Иван поднялся первый. Он разыскал вентиляционную трубу и щиток с инструментами. По ним мы смогли правильно сориентироваться. Поддерживая друг друга и хромая, мы медленно побрели вдоль штрека. Наконец увидели спасительные огоньки…

Оказывается, мы более суток пробыли под землёй. Нас уже начали искать. Но, как мы и думали, совсем не там, где мы были.

Дома мы спали беспросыпно двое суток. А когда встали, мама растопила баню. Столько пару было, что мы с Иваном чуть уши не ошпарили. Хлещем друг дружку берёзовыми вениками, пахнущими мятой и полынью, песни распеваем, громко смеёмся ни с того ни с сего.

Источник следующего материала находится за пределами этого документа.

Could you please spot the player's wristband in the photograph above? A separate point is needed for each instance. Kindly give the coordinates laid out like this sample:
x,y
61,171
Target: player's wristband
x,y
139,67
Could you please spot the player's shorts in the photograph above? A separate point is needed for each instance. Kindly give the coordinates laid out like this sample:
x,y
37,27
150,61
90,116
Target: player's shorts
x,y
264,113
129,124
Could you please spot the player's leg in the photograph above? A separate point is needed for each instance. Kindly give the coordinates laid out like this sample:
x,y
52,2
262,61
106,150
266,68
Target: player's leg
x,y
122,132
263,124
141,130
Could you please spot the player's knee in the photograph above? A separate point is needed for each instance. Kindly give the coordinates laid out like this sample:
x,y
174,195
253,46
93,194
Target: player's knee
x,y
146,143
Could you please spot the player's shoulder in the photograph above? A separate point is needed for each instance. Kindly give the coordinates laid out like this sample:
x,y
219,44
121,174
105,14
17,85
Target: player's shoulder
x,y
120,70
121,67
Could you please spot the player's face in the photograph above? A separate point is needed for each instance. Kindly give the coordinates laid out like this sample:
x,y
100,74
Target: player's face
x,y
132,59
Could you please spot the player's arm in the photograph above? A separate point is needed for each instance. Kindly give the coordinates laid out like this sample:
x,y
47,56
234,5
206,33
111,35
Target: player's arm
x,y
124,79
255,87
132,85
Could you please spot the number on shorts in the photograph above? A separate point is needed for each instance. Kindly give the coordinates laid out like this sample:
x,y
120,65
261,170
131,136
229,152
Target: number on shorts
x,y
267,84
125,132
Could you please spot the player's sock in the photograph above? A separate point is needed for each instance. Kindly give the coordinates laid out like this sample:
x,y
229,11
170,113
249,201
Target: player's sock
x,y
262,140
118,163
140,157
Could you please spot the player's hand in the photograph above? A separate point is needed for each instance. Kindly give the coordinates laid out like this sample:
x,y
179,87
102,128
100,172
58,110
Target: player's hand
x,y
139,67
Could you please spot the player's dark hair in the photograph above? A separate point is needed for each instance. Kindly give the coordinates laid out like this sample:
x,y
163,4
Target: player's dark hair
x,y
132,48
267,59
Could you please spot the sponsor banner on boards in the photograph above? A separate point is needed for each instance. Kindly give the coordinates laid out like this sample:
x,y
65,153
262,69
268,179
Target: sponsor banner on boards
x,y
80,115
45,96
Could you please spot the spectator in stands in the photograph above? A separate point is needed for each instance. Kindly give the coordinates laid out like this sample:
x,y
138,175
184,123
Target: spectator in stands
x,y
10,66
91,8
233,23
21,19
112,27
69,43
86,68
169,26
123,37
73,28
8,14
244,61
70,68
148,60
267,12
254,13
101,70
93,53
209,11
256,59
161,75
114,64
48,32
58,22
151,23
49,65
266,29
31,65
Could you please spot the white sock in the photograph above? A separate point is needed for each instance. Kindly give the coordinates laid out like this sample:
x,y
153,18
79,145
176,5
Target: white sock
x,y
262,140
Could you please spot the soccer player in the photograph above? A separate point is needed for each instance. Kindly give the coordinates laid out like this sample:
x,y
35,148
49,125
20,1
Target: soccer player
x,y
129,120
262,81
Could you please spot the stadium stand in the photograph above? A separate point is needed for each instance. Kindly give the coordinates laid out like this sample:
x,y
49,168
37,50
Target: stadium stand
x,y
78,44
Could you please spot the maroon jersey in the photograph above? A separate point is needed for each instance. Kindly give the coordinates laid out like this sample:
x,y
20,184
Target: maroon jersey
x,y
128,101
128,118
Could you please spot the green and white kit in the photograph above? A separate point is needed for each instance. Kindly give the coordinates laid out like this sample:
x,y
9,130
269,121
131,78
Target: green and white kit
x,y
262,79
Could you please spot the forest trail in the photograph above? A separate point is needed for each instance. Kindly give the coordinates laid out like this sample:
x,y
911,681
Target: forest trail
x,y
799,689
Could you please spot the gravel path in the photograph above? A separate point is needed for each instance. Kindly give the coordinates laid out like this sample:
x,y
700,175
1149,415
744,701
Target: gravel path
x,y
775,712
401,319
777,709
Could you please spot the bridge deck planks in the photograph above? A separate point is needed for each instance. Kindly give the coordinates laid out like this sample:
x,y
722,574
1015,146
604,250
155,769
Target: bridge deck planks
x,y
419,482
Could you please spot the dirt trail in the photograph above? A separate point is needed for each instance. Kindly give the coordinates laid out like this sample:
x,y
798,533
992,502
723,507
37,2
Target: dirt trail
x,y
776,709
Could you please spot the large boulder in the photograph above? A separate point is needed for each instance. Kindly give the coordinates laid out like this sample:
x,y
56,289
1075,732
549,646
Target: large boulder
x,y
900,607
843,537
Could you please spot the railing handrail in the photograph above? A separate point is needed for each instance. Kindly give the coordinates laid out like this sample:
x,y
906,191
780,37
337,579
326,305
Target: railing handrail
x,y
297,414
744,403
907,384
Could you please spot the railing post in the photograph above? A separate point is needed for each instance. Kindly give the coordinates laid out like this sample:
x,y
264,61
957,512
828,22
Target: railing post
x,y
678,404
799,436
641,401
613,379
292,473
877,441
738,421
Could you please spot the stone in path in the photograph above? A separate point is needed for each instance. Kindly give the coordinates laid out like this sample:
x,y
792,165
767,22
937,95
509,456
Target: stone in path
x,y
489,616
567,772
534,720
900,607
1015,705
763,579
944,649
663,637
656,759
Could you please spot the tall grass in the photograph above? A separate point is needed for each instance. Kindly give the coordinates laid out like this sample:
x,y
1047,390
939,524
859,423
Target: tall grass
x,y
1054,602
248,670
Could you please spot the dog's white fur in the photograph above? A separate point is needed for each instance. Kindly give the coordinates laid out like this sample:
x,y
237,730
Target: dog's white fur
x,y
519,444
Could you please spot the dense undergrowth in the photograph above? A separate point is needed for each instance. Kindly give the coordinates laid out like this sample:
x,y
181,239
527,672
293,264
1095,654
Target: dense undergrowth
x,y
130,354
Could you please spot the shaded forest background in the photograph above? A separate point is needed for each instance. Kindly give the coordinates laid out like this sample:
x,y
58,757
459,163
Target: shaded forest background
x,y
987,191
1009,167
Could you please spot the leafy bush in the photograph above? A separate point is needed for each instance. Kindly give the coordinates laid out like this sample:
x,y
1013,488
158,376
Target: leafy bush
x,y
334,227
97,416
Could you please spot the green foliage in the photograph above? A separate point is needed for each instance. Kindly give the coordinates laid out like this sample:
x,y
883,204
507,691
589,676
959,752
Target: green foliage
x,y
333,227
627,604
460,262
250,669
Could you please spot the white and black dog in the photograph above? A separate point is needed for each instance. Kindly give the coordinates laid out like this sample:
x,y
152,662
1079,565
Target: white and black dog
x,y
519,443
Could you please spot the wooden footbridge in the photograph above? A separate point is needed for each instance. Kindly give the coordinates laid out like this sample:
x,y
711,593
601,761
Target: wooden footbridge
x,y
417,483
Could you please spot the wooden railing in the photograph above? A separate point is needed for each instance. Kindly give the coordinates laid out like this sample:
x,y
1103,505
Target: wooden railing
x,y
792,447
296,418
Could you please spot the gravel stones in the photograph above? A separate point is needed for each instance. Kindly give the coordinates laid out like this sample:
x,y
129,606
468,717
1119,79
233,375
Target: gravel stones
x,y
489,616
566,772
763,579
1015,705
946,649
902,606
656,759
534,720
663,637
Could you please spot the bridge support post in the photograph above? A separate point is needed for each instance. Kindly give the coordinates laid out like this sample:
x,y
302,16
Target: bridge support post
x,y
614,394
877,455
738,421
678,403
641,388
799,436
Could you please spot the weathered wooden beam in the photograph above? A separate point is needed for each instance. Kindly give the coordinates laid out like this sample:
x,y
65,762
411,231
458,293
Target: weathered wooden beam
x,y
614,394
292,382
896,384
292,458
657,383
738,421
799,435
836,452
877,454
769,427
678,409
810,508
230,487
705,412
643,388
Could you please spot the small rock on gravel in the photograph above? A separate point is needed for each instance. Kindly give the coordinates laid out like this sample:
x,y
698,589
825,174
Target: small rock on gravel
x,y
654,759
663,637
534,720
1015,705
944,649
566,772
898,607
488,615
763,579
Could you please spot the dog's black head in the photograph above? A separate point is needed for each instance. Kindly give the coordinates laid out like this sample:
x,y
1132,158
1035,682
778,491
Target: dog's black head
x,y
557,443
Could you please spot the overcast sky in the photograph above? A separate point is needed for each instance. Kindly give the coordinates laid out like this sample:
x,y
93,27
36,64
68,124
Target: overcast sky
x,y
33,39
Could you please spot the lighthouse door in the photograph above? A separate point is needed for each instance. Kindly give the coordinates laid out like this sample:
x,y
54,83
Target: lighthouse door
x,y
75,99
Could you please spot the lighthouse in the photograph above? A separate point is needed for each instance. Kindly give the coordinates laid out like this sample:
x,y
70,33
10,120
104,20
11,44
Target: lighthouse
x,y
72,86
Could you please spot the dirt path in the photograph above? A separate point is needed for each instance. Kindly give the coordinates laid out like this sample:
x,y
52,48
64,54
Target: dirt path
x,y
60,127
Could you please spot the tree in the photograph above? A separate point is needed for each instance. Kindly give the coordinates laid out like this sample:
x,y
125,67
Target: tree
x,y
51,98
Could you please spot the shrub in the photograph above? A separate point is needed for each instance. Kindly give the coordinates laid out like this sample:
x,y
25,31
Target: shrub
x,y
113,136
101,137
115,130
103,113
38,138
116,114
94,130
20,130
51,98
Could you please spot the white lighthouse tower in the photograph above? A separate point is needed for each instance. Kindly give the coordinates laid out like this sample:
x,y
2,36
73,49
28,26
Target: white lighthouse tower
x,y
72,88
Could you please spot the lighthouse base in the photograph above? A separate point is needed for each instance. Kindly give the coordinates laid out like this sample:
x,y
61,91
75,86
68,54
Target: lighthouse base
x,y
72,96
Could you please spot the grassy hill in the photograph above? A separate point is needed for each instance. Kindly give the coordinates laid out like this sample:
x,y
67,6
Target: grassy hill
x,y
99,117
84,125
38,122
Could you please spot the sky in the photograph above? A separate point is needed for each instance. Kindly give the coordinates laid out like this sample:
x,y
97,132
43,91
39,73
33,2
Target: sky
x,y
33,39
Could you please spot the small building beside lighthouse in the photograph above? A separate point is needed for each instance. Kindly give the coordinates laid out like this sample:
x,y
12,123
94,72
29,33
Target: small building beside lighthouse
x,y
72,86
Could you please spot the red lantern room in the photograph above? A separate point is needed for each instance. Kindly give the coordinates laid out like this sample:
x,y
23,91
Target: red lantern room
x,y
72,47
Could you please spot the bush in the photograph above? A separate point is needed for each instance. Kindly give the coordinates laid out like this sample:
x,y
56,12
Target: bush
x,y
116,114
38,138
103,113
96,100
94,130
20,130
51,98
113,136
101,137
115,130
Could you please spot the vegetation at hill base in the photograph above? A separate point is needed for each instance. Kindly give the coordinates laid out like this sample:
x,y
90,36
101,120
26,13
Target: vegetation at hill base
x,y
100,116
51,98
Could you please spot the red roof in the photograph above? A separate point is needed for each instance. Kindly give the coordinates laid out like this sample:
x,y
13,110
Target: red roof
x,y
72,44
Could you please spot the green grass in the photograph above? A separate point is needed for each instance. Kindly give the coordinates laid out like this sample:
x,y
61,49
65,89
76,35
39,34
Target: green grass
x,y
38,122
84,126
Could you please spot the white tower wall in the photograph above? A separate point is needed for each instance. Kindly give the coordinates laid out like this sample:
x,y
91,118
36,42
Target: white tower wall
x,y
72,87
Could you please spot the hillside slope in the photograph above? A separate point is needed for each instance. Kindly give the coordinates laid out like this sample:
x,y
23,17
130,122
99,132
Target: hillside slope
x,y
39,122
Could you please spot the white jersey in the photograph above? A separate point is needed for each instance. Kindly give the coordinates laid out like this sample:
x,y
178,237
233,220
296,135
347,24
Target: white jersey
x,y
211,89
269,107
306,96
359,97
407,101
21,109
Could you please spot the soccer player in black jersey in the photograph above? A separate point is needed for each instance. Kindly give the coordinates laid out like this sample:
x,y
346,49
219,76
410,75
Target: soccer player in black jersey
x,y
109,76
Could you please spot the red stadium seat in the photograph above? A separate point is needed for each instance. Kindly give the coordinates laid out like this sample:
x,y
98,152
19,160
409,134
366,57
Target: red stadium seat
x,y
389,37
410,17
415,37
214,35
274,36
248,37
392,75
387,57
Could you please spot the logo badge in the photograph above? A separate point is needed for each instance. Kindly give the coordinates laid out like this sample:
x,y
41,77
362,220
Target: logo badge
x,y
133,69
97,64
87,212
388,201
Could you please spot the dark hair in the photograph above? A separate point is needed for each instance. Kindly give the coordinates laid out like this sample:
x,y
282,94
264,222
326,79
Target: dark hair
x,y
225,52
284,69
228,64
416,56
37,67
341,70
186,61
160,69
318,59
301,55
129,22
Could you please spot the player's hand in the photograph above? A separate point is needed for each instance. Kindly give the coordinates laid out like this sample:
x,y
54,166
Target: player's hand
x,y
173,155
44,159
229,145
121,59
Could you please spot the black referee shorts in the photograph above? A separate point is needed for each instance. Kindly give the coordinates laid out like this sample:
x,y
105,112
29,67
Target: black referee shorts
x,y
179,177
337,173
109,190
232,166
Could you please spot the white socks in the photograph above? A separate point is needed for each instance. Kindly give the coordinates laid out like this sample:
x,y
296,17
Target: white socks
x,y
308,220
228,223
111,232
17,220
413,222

Вроде бы смешного ничего нет, а мы хохочем вовсю. Радостно нам, весело. И есть с чего веселиться.

Ссадины на теле щиплют. Но зато мы уже отдохнули и теперь не чувствуем боли. К нам возвратились прежние силы. А беда, которую вместе испытать пришлось, породнила нас ещё больше.

Мы вышли из бани разрумяненные и чистые. Напились чаю с мёдом. Сидим, как почётные гости. Мать хлопочет у стола —  одно подаёт, другое убирает. А самовар паром исходит, пыхтит, как паровоз.

Потом мама села напротив, подпёрла рукой подбородок и глаз от нас оторвать не может. А глаза-то слёз полны и радости.

— Ешьте, набирайтесь силёнок, — приговаривает мама, придвигая к нам всякие вкусности. — Ангел-хранитель простёр над вами крылья, уберёг вас. Из пасти самого Азраиля вырвались…

Мы вышли в сад. Сидим в беседке, на ветру прохлаждаемся. Каким же он нам кажется сладостным, этот ветер!

Иван в моей одежонке. Та, в которой мы вышли из-под земли, превратилась в лохмотья. Её пришлось выбросить. Гляжу на Ивана, и меня смех разбирает. Он выше меня ростом. Мои брюки ему чуть пониже колен. Он похож в них на цаплю. Я сказал ему об этом.

Иван молчит, насупясь, взглянул на меня в упор.

— Твоя матушка сказала, что Ванька Рогов на каникулы приехал. Пойдём-ка к нему, — сказал Иван.

— Зачем?

— Точка! Надо и нам готовиться в техникум.

Ванька оказался дома. Он пригласил нас в комнату.

Но мы предложили отправиться в сад. С наслаждением растянулись на душистой траве. До сего времени я не замечал, что обычная трава так хорошо пахнет. Ванька взахлёб рассказывал о своей студенческой жизни. Да вдруг осёкся.

— Что это вы уткнулись мордами в траву, словно есть её собрались? — спросил он.

— Как она здорово пахнет! — проговорил Иван.

— Иди ты! — не поверил Ванька Рогов и, сорвав пучок травы, поднёс к носу.